Se la povertà non può essere un oggetto del desiderio, l’amore occidentale, incontrando la povertà, deve trasformarsi nell’essenza della caritas, che letteralmente significa benevolenza verso i poveri. Oggi possiamo avvertire che molti problemi sociali hanno origine in questo passaggio dall’amore alla tolleranza. Provate a immaginare l’effetto di questa forza, questa energia – che viene gratuitamente imposta a una persona o una comunità in stato di bisogno – agisce come una diga mostruosa che frena il diritto alla realizzazione. Sì, la realizzazione è possibile anche nella povertà. Come faccio a saperlo? Perché me l’hanno raccontato mia nonna e mia madre. Una cugina di mia nonna — la persona più simpatica che abbia mai incontrato, dopo il nonno — si era stancata di ascoltare storie di povertà alle cene familiari e ha deciso di “socializzare” questi racconti come parte di una sagra di paese. Una sera d’estate ha disposto una fila di sedie, sei o sette, su un piccolo palcoscenico e ha invitato gli anziani del paese a riunirsi dopo cena. Ha cominciato a raccontare la storia di quando aveva avuto fame per una settimana e mentre lo raccontava, tutti hanno cominciato a ridere a crepapelle. L’anello esterno della platea, noi nipoti, guardava attonito la scena. Da quel momento, le persone sono salite sul palco per raccontare gioie ed eventi legati all’amore e all’apprendimento — interpretazioni del mondo avvenute nelle condizioni più ingrate che possiate immaginare. Potrebbe venire spontaneo separare la loro povertà, storicamente situata in un passato che forse abbiamo superato e che adesso controlliamo, dalla povertà che vediamo e conosciamo nelle nostre vite quotidiane. Ma loro ci hanno pregato di non farlo, e io credo che il loro ragionamento fosse corretto.

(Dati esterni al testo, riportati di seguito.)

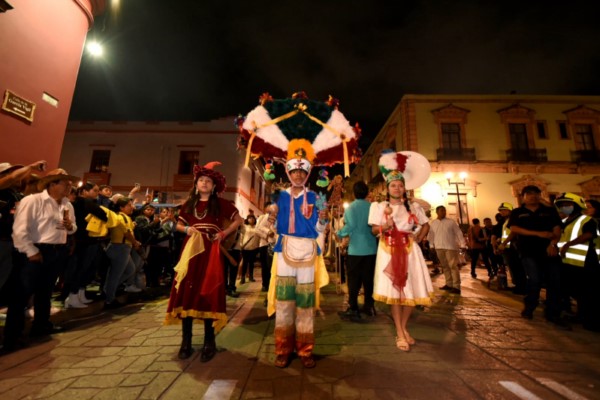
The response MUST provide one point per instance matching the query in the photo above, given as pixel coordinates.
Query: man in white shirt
(447, 238)
(42, 223)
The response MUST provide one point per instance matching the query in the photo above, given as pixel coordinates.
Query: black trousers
(35, 279)
(248, 264)
(361, 272)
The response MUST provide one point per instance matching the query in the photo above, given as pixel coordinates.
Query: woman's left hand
(219, 236)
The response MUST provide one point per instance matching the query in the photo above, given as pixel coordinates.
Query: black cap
(147, 205)
(530, 189)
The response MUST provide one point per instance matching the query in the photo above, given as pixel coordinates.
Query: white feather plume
(270, 133)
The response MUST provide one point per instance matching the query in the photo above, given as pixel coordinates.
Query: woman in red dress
(198, 290)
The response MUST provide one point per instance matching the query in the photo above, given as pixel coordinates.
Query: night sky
(197, 60)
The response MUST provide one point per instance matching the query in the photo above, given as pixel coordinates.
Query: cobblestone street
(474, 346)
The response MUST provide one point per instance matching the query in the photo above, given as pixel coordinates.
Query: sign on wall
(18, 106)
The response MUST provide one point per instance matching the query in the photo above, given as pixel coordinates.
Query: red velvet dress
(201, 292)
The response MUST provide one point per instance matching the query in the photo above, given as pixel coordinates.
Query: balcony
(527, 155)
(589, 156)
(462, 154)
(99, 178)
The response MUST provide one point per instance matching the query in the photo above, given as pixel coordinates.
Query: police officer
(538, 229)
(508, 250)
(574, 245)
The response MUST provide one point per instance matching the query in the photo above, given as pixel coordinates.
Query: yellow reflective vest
(505, 233)
(575, 255)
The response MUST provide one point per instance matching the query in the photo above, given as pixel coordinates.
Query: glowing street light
(95, 49)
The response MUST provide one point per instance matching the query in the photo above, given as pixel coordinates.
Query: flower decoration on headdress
(282, 129)
(407, 166)
(268, 174)
(208, 170)
(323, 180)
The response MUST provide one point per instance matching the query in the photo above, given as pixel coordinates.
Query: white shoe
(82, 297)
(73, 301)
(132, 289)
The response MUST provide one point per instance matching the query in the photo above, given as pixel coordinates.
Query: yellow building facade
(499, 143)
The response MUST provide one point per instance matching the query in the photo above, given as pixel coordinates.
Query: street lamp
(462, 178)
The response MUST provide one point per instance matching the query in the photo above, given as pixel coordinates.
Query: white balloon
(417, 170)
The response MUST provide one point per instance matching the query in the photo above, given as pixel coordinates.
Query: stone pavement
(473, 346)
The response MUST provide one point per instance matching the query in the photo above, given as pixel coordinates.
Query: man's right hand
(36, 258)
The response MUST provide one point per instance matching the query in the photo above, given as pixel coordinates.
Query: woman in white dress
(401, 275)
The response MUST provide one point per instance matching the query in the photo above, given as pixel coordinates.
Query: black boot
(210, 347)
(186, 350)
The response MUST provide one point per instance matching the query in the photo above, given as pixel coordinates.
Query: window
(187, 160)
(562, 130)
(451, 136)
(100, 160)
(541, 127)
(518, 136)
(584, 137)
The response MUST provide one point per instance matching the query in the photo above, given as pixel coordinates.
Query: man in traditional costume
(305, 133)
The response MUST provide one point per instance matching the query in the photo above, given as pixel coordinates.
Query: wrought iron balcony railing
(527, 155)
(462, 154)
(592, 156)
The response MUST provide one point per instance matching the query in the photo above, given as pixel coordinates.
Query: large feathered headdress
(299, 131)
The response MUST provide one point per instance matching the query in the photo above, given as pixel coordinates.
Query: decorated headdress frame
(410, 167)
(302, 129)
(208, 170)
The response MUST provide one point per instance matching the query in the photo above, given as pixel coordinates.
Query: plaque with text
(18, 106)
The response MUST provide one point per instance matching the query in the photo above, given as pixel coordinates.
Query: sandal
(402, 344)
(282, 360)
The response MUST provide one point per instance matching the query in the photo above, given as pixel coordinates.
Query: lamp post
(462, 176)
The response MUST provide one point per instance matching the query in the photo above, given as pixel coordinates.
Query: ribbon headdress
(299, 130)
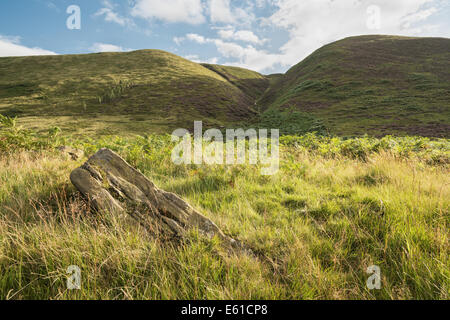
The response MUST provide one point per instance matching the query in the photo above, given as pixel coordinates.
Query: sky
(268, 36)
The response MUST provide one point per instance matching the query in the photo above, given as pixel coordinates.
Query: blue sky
(264, 35)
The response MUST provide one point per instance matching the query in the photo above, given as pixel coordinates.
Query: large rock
(112, 185)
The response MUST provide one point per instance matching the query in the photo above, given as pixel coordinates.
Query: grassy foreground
(335, 208)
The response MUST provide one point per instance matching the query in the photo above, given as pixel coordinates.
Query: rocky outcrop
(113, 186)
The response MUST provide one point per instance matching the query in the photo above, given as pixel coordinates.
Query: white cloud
(311, 24)
(196, 38)
(221, 11)
(11, 47)
(197, 59)
(187, 11)
(314, 23)
(243, 35)
(105, 47)
(246, 57)
(111, 15)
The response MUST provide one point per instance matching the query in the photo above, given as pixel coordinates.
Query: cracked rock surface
(113, 186)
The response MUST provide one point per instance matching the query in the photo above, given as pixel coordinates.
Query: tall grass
(322, 220)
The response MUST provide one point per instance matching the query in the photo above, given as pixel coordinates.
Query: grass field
(335, 208)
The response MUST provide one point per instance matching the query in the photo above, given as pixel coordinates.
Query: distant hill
(371, 84)
(136, 92)
(377, 85)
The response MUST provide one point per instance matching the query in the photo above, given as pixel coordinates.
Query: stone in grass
(112, 185)
(73, 153)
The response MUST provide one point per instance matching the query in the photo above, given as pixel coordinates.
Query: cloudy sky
(264, 35)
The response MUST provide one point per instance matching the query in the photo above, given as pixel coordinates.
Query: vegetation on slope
(377, 85)
(250, 82)
(136, 92)
(335, 208)
(372, 84)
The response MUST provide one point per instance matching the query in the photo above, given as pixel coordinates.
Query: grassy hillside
(371, 84)
(250, 82)
(335, 208)
(137, 92)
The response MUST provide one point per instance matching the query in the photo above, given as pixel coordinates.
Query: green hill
(136, 92)
(371, 84)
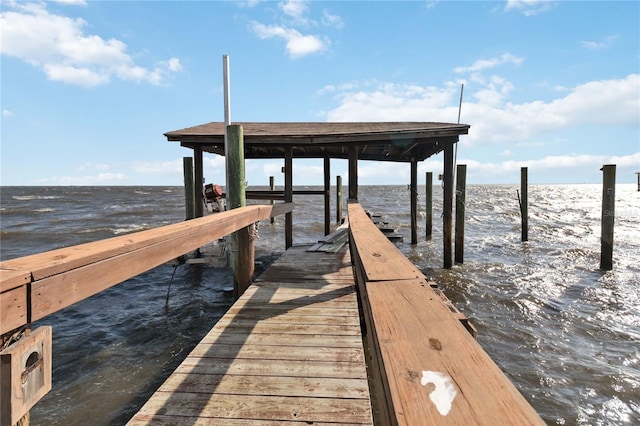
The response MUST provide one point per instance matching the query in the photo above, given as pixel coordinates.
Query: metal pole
(227, 117)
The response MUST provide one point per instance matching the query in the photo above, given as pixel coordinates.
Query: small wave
(35, 197)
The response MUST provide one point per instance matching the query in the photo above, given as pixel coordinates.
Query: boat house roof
(382, 141)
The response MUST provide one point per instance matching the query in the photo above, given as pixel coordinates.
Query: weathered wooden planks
(427, 369)
(59, 278)
(287, 351)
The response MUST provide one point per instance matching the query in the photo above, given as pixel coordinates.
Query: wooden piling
(447, 205)
(242, 247)
(353, 172)
(461, 189)
(414, 201)
(288, 195)
(272, 186)
(338, 199)
(524, 202)
(429, 205)
(198, 181)
(608, 216)
(189, 195)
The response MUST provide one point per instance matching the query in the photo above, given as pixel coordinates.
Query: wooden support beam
(429, 205)
(353, 172)
(461, 190)
(242, 248)
(524, 203)
(65, 276)
(414, 201)
(608, 216)
(327, 194)
(288, 194)
(447, 205)
(198, 179)
(189, 194)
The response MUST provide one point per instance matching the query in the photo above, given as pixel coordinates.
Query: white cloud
(298, 45)
(602, 44)
(529, 7)
(295, 9)
(554, 162)
(59, 46)
(483, 64)
(494, 119)
(330, 20)
(99, 179)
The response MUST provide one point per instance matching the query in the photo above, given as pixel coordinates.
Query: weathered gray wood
(189, 198)
(429, 205)
(461, 195)
(608, 216)
(447, 205)
(65, 276)
(284, 352)
(524, 203)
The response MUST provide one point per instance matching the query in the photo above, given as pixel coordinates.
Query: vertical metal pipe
(429, 205)
(338, 199)
(414, 201)
(327, 194)
(227, 116)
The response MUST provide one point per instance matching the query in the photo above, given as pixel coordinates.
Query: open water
(566, 333)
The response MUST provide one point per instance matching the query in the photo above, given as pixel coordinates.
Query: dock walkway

C’è un esercizio che vale la pena tentare: una riflessione sul linguaggio che usiamo, gli strumenti che creiamo per orientarci nella società, i milioni di barriere che abbiamo inventato. Per esempio, recentemente un amico ha fatto una riflessione sul fatto che i musei stiano rapidamente perdendo pubblico. Ora, consideriamo la povertà e il bisogno e lo spazio sicuro che un’istituzione artistica riesce a creare. Esiste un modo, all’interno di una cultura dedicata alla “conservazione”, per sostituire il turismo con il servizio alle comunità bisognose? Io sono fortemente convinta di sì.
E qui affiora una domanda complessa: perché ho scelto il lavoro di Pauline Curnier Jardin per parlarne in questo testo? Perché, come Ocean of Love di Ingo Niermann e Alexa Karolinski o la pratica di Taloi Havini, di cui ho parlato nei precedenti capitoli di questa rubrica, il lavoro di Pauline Curnier Jardin è l’esaltazione di una gioia intelligente. Per l’intero corso della sua carriera, Jardin ha utilizzato un’ampia gamma di materiali e forme per esplorare il linguaggio essenziale del film. Il suo lavoro indaga la respirazione, la crescita e l’invecchiamento, tra gli altri processi involontari, al servizio di un corpus molto esteso che comprende film, installazioni, performance e sculture. Come fa il suo linguaggio a produrre increspature così enormi nel cuore, nella mente e nello spirito? Io percepisco il lavoro di Jardin come un incredibile sforzo di cancellare le opposizioni che dividono i processi consci da quelli inconsci. Lei non tratta esplicitamente la povertà, ma il suo lavoro possiede una forza che ispira una volontà senza precedenti di intrecciare sfere della vita che sono state descritte come separate. Il suo uso del film e degli oggetti fisici insiste nel comunicare pensieri a un pubblico che rimane in uno stato di solitudine — in altre parole, mette in gioco i poteri mentali che abbiamo quando siamo da soli, quando restiamo aperti all’ispirazione mentre l’anima persegue i suoi difficili ma fruttuosi sforzi solitari.
Possiamo sentire che la nostra saggezza comincia dove i suoi lavori finiscono, e ci rendiamo conto che una grossa parte dell’impresa di avviare una trasformazione sta nello smettere di cercare risposte per immergersi nelle acque della motivazione. Jardin risveglia in noi questi desideri solo quando riesce a suscitare la sensazione che il lavoro non ci ha detto niente, eppure abbiamo capito tutto.